The strategy noted tobacco use is currently the biggest preventable cause of cancers in Kenya.
It says Kenya must cut by half the use of tobacco and tobacco-related products from the current 13.3 per cent to 6.5 per cent by 2028.
“Most cancers are linked to tobacco use (responsible for 20-30 per cent of all new cancer cases or cancer deaths),” the strategy notes.
Others are linked to alcohol use (3-7 per cent), overweight and obesity (3-10 per cent), physical inactivity, deficient intake in fruits and vegetables (5 per cent) and or infectious agents.
“Tobacco consumption, for example, has been linked to tumorigenesis, including but not limited to lung cancer, laryngeal-esophageal cancers and bladder cancer,” the plan states.
The Ministry of Health, which launched the National Cancer Control Strategy 2023-28 on Friday, proposed more taxes to discourage tobacco use since the killer drug remains legal.
At least 42,116 Kenyans are diagnosed with various cancers every year.
The ministry estimated this number will rise to 58,000 Kenyans every year by 2028 if the country continues with the current business-as-usual attitude.
“About 40 per cent of all cancers can be prevented through avoidance of known modifiable risk factors, immunisation and making our living environment healthier,” Health CS Susan Nakhumicha said.
“This means out of the 42,116 cases of cancer diagnosed every year in Kenya, around 16,846 could be prevented. Another one third can be cured if detected early and treated appropriately.”
Tobacco is the most important risk factor, responsible for one in five cancers and one in three cancer-related deaths, the ministry said.
It says failure to increase tobacco taxes means more deaths in Kenya.
It called for “increased excise taxation to the WHO recommended 70 per cent of retail price, and continued use of pricing mechanisms to limit access to tobacco products”.
The strategy trashes the move by tobacco manufacturers to sell nicotine pouches to promote tobacco cessation.
Pouches have not been proven to work anywhere but instead addict users.
“We will support provision of tobacco cessation services (counselling and pharmacotherapy) through integration at health facilities and cancer treatment centres,” the strategy says.
Kenya’s 'Steps 2015' survey estimates tobacco use among adults at 13.3 per cent. The mean age of smoking initiation is 20.8 years, and exposure to second-hand smoke is 30 per cent at the workplace and 24 per cent at home.
The stepwise survey notes about 19 per cent of adults consume alcohol. About one in every three Kenyans are overweight or obese, while only about seven per cent of Kenyans consume the recommended five servings of fruits and vegetables daily.
“The National Cancer Control Strategy is all about people,” Nakhumicha said.

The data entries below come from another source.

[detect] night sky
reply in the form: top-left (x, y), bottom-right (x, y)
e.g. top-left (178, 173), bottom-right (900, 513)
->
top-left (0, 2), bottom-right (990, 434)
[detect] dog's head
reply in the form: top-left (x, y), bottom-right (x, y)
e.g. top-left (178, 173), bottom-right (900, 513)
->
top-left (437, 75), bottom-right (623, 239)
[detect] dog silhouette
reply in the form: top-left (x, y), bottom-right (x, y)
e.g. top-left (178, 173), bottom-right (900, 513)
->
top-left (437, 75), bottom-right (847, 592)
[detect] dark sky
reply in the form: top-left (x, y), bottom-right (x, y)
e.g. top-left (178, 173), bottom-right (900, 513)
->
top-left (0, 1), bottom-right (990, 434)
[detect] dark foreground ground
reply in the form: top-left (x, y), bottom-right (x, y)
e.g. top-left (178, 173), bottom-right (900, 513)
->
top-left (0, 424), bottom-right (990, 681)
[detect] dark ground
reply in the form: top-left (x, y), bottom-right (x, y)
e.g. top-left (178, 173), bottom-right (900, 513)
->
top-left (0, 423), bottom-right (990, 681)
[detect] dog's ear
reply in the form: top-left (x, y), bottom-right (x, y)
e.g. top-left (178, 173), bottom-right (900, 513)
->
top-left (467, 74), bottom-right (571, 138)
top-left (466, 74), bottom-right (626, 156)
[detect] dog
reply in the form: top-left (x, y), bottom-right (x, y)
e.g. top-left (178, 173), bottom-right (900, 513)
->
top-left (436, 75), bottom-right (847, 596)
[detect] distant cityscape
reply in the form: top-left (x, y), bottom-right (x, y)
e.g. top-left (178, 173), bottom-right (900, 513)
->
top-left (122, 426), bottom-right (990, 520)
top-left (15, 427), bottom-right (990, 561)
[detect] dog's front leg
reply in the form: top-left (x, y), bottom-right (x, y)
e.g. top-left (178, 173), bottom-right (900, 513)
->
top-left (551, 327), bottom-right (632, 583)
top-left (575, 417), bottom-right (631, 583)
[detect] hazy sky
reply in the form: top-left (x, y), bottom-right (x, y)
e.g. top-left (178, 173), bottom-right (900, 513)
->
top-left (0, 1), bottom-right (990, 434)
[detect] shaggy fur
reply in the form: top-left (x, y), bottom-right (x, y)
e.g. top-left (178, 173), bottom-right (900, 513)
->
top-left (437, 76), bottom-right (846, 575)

“It is about preventing cancer across our population, diagnosing cancer early and providing optimal care to patients while maximising their quality of life.”
The risk of developing cancer before the age of 75 years in Kenya is 18 per cent among women and 14.3 per cent among men.
Acting director general for health Patrick Amoth said: “This strategic plan also adopts a multi-sectoral approach in reduction of the burden of cancer risk factors, including tobacco and alcohol use, occupational exposures, air pollution, unhealthy diets and physical inactivity.”
The five commonest cancers in Kenya are breast, cervical, prostate, oesophageal and colorectal. Women are disproportionately affected by cancer, with a higher incidence recorded in women as compared to men.
Tobacco control advocates praised the government but noted Kenya has still fails to implement its tobacco control laws.
“For instance, for the first time in more than five years, the government did not raise taxes on tobacco and nicotine this year, despite the overwhelming evidence these things are killing Kenyans,” said Joel Gitali, the national chairman of the Tobacco Control and Health Promotion Alliance.
He said the government must also clamp down on nicotine products that have flooded the market.
“You cannot fight tobacco by addicting a whole new generation with nicotine,” he said.